Dalam Islam, kita memiliki suatu peribahasa, “Sebelum segala sesuatunya yang
lain… ada Adab!” Adab yaitu suatu jalan sejati yang mesti diajarkan pertama kali
pada mereka yang menginjak usia belajar. Salah satu di antara hamba-hamba
Surgawi yang hidup di tengah-tengah manusia, berkata, “Wahai manusia, aku
bertanya: ‘Apakah yang paling penting di Hadirat Ilahi?’ Karena manusia dapat
dipilah menjadi dua golongan yang menuju dua arah berbeda: Satu kelompok manusia
mereka berlomba-lomba untuk belajar, untuk belajar, dan untuk belajar lebih
banyak lagi ilmu dan pengetahuan tentang ciptaan atau tentang dunia ini.
Sedangkan, sekelompok manusia yang lain tak tertarik untuk mempelajari begitu
banyak hal tentang dunia material ini, namun mereka lebih tertarik pada
bagaimana diri mereka dapat berada di Hadirat Ilahiah Tuhan mereka.

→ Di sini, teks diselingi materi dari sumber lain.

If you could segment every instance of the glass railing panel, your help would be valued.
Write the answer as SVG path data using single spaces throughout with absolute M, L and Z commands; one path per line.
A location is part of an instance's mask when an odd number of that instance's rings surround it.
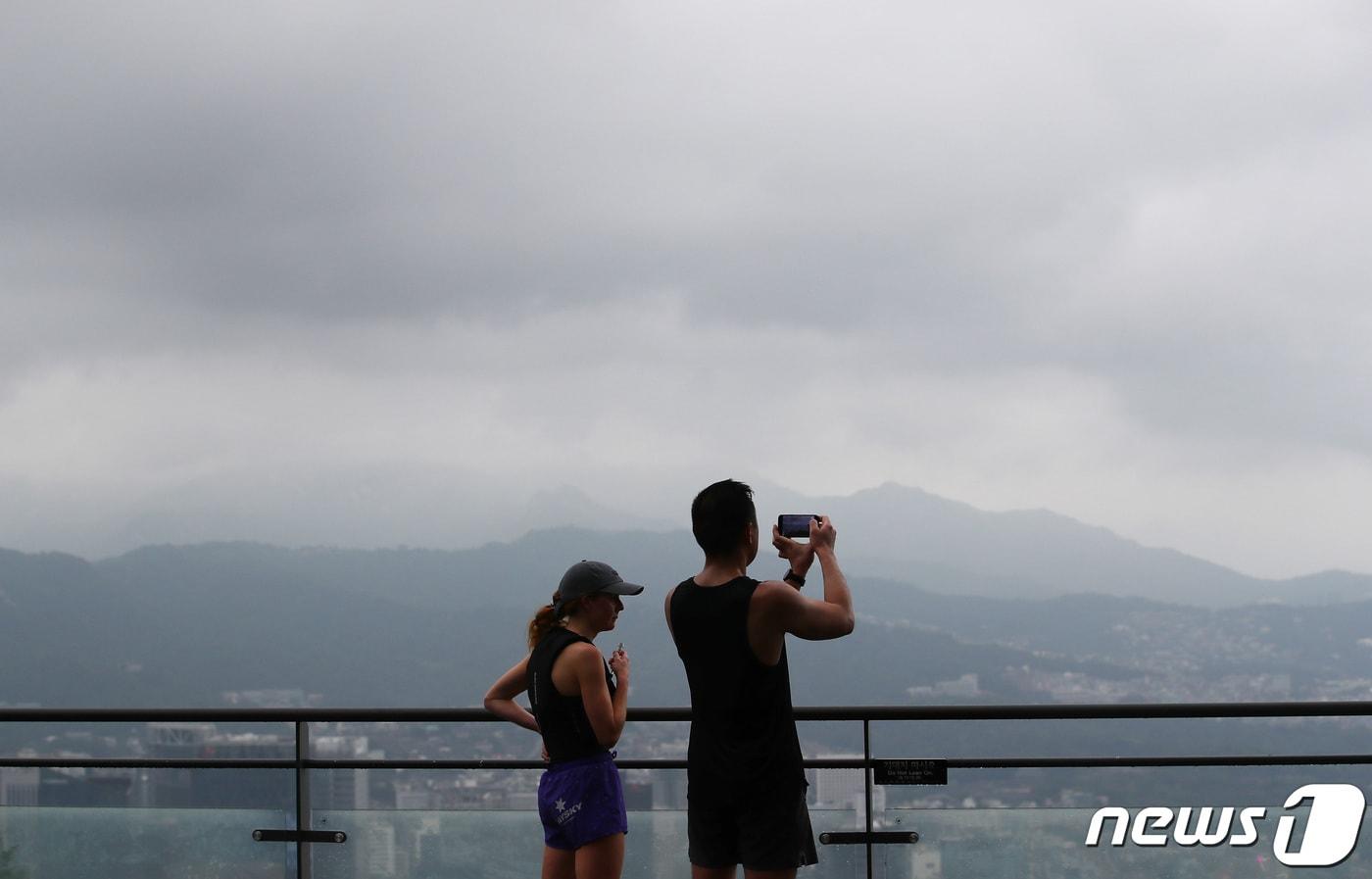
M 1358 754 L 1369 735 L 1369 717 L 875 720 L 871 750 L 882 757 L 1007 758 Z
M 829 769 L 826 791 L 862 788 L 859 769 Z M 366 783 L 358 775 L 366 776 Z M 538 769 L 316 769 L 310 772 L 313 830 L 343 831 L 343 845 L 311 846 L 316 879 L 387 876 L 536 876 L 543 831 L 536 813 Z M 628 805 L 626 879 L 687 879 L 686 778 L 683 769 L 624 769 Z M 814 784 L 811 793 L 818 790 Z M 350 791 L 366 790 L 365 808 L 347 808 Z M 327 799 L 333 798 L 333 804 Z M 816 836 L 859 830 L 851 799 L 811 806 Z M 862 846 L 819 846 L 812 879 L 864 876 Z
M 1309 876 L 1305 867 L 1287 867 L 1273 852 L 1280 802 L 1266 804 L 1268 819 L 1255 821 L 1251 846 L 1140 846 L 1128 839 L 1110 845 L 1114 821 L 1104 823 L 1102 842 L 1085 845 L 1095 809 L 896 809 L 888 812 L 919 832 L 910 846 L 874 846 L 873 875 L 881 879 L 1211 879 L 1214 876 Z M 1191 828 L 1195 828 L 1192 816 Z M 1235 830 L 1238 830 L 1235 819 Z M 1218 815 L 1210 828 L 1218 828 Z M 1292 838 L 1299 849 L 1301 836 Z M 1368 876 L 1372 858 L 1357 849 L 1343 863 L 1318 869 L 1331 879 Z
M 270 809 L 0 806 L 0 876 L 287 879 L 291 846 L 252 831 L 288 820 Z
M 1281 857 L 1305 846 L 1314 806 L 1306 801 L 1287 809 L 1284 804 L 1306 786 L 1367 791 L 1372 772 L 1357 765 L 952 769 L 947 786 L 874 788 L 877 830 L 915 831 L 919 842 L 874 847 L 873 875 L 1310 875 L 1306 867 L 1287 867 Z M 1320 788 L 1306 790 L 1317 799 L 1324 795 Z M 1328 801 L 1325 806 L 1332 809 L 1320 808 L 1321 823 L 1336 823 L 1331 812 L 1340 805 Z M 1140 819 L 1148 808 L 1168 812 Z M 1251 834 L 1246 809 L 1251 810 Z M 1354 824 L 1357 815 L 1357 808 L 1349 813 Z M 1279 832 L 1283 820 L 1290 824 L 1286 842 Z M 1320 869 L 1321 876 L 1372 875 L 1372 849 L 1360 852 L 1356 834 L 1347 841 L 1354 846 L 1350 854 Z
M 851 824 L 852 816 L 812 813 L 816 824 Z M 534 812 L 508 810 L 358 810 L 317 816 L 317 826 L 343 828 L 342 846 L 313 846 L 314 879 L 432 879 L 536 876 L 543 834 Z M 818 831 L 816 831 L 818 832 Z M 689 879 L 686 813 L 676 809 L 628 813 L 624 879 Z M 819 846 L 809 879 L 866 875 L 863 846 Z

Maka, manakah yang lebih berharga dan lebih dicintai, serta lebih terhormat
dan diterima di Hadirat Ilahi? Dan”, ia pun melanjutkan, “Aku begitu lama
melihat, memandang, dan mengamati... bahwa mereka yang bergerak mendekat, lebih
dekat ke Hadirat Ilahiah Tuhan mereka, tidaklah diri mereka mendekat dengan
banyaknya ilmu mereka akan dunia ini, melainkan mereka mendekat karena begitu
kuat semangat ketertarikan mereka untuk menjaga kehormatan tertinggi bagi Tuhan
mereka.

Mereka berlomba untuk memberikan lebih banyak penghormatan dan pengabdian bagi
Tuhan mereka. Karena itu, aku melihat dan mengamati bahwa orang-orang itu, yang
menginginkan untuk dapat memberikan lebih banyak rasa hormat serta pengagungan
bagi Tuhan mereka, merekalah yang lebih diterima, dan merekalah yang diundang
oleh Allah Ta’ala: ‘Datanglah lebih dekat, kemarilah lebih dekat, Wahai
hamba-hamba-Ku yang baik!’ Sedangkan mereka, yang tak tertarik akan penghormatan
dan pengagungan bagi Tuhan mereka, (mereka pun) tak pernah diundang; tak seorang
pun mengatakan (pada mereka): ‘Kemarilah lebih dekat’, karena mereka melarikan
diri dari Hadirat Ilahiah Tuhan mereka, (malahan mereka) berlari menuju hal-hal
materialistik yang ada di dunia ini, yang bahkan keseluruhan dunia ini tak
memiliki nilai sedikit pun di Hadirat Ilahi. Mereka berlari-larian dan
berlomba-lomba meraup hal-hal yang demikian rendah harganya atau malah tak
berharga sama sekali. Karena itulah, Allah Ta’ala tak pernah
menerima (mereka).”

Bagaimana menurut kalian? Jika sekelompok orang meminta untuk bertemu raja
mereka, Sultan mereka, dan setiap orang di kelompok itu membawa sesuatu di
tangannya, bagaimana menurutmu, jika sang Sultan melihat pada orang-orang
tersebut dan mengamati apa yang mereka bawa, bagaimanakah ia mesti memperlakukan
orang-orang itu? Sebagai contoh: beberapa di antara mereka membawa intan
berlian, sementara yang lain membawa emas, dan yang lain membawa zamrud, yang
lain lagi membawa batu delima merah, dan yang lain lagi membawa bukan sekedar
mutiara putih, melainkan mutiara merah muda.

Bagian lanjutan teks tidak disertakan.